The other week I worked on a project to “rehabilitate” two already-encoded letters that are badly specified, and which cause problems to people using Cyrillic in the UCS. Not problems just for the end user, but problems for implementers as well. The characters in question are U+0478 CYRILLIC CAPITAL LETTER UK, U+0479 CYRILLIC SMALL LETTER UK, U+047C CYRILLIC CAPITAL LETTER OMEGA WITH TITLO, U+047D CYRILLIC SMALL LETTER OMEGA WITH TITLO. The exciting story is found in this document.

My idea was to come up with practical solutions that will avoid ambiguity. On the other hand, theoretical perfection is something we don’t have the luxury for. We are doing damage control on bad choices made more than a decade ago! I am sure we would not have made those mistakes were we encoding Cyrillic for the first time today.

Today, I think we would have encoded a BROAD OMEGA and used diacritics for the beautiful omega or other things, and we would have encoded MONOGRAPH UK and left digraph UK to be encoded as a string of characters, Cyrillic о and у. Solution 2b and 3b in my document were attempts to achieve that situation, which would have been ideal, in my view.

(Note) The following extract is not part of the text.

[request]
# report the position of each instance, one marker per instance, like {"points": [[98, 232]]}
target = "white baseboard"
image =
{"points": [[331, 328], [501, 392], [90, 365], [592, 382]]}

The UTC was conservative on the side of stability, and more or less chose solutions 2a and 3a. (It’s not done till it’s published of course.) I had a concern that if they choose 2a, it will be possible to represent beautiful omega both as 047D and as BROAD OMEGA with two diacritics, and those will not be equivalent, which would cause ambiguity in text representation. (Of course, we have this now with OMEGA WITH TITLO, so the situation would not be worse than it is today.)

I thought that the case against 3a is a good deal stronger. A number of vendors are happy shipping monograph glyphs for 0479, and this poses no security issues. Looking at the Cyrillic fonts shipping with Windows XP, however, I found that all but one of them avoids encoding this character at all. My guess is that this is a question of security. So… we still have a problem here, since digraph UK can be represented by two letters, or (in principle) by this UK. I am thinking that the best solution for security’s sake is to recommend that the reference glyphs for 0479 are drawn with half-width letters, to distinguish it and make it unappealing to use the character at all. This is tantamount to deprecation—if everyone does this in their fonts, it would be a real solution.

5 Responses to “Rehabilitating two Cyrillic characters”

  1. Artemio Keidan says:

    Hi,
    a question I always wanted to ask you is this: how did they made to forget to encode in the Unicode standard the cyrillic ligature IA ia ? This is a real letter, not a variant, and it is quite difficult to write old slavonic and old russian texts without it.
    If you want, I could try to provide some documentation about this letter. For now look at this table (the tenth letter from bottom, only cyrillic, no glagolitic analogue.

    Best wishes,
    A.K.

  2. Michael Everson says:

    See N3194

  3. Anonymous says:

    Thank you very much for your answer, and for all this work you are doing for the rest of us!
    best wishes,
    Artemio Keidan

  4. Anonymous says:

    Dear Michael, I know that now Unicode Consorcium works with new Cyrillic Projekt. I found some Cyrillic signs, which there are not in Project. It is ligature dzh in “Sirjanisch” (Zyrian, Komi, Perm) alphabet by Carl Faulmann (we can see his book in books list of Glagolitic Standart), and this ligature as like as Dz and some other consonants with Grave.
    I have also sample (in one Ukrainian book) of using “double Grave” as Cyrillic Yot (i kratkoye) in Ukrainian Peresopnitsa Gospel of 16 century.
    I want to say and show it to anybody before Standart wil be ready.
    I tryed to contact with unicode.org, but my english is too bad to understand what they want before contacting :(
    May be I can send this samples to you or on any e-mail you would say?

    I’m multilingual font designer, ATypI country delegate for Ukraine – you can see my cv and some fonts at http://www.myfonts.com

    best regs

    Viktor Kharyk kharyk@gmx.de

  5. Michael Everson says:

    Viktor… can we find the DZH in anything other than Faulmann?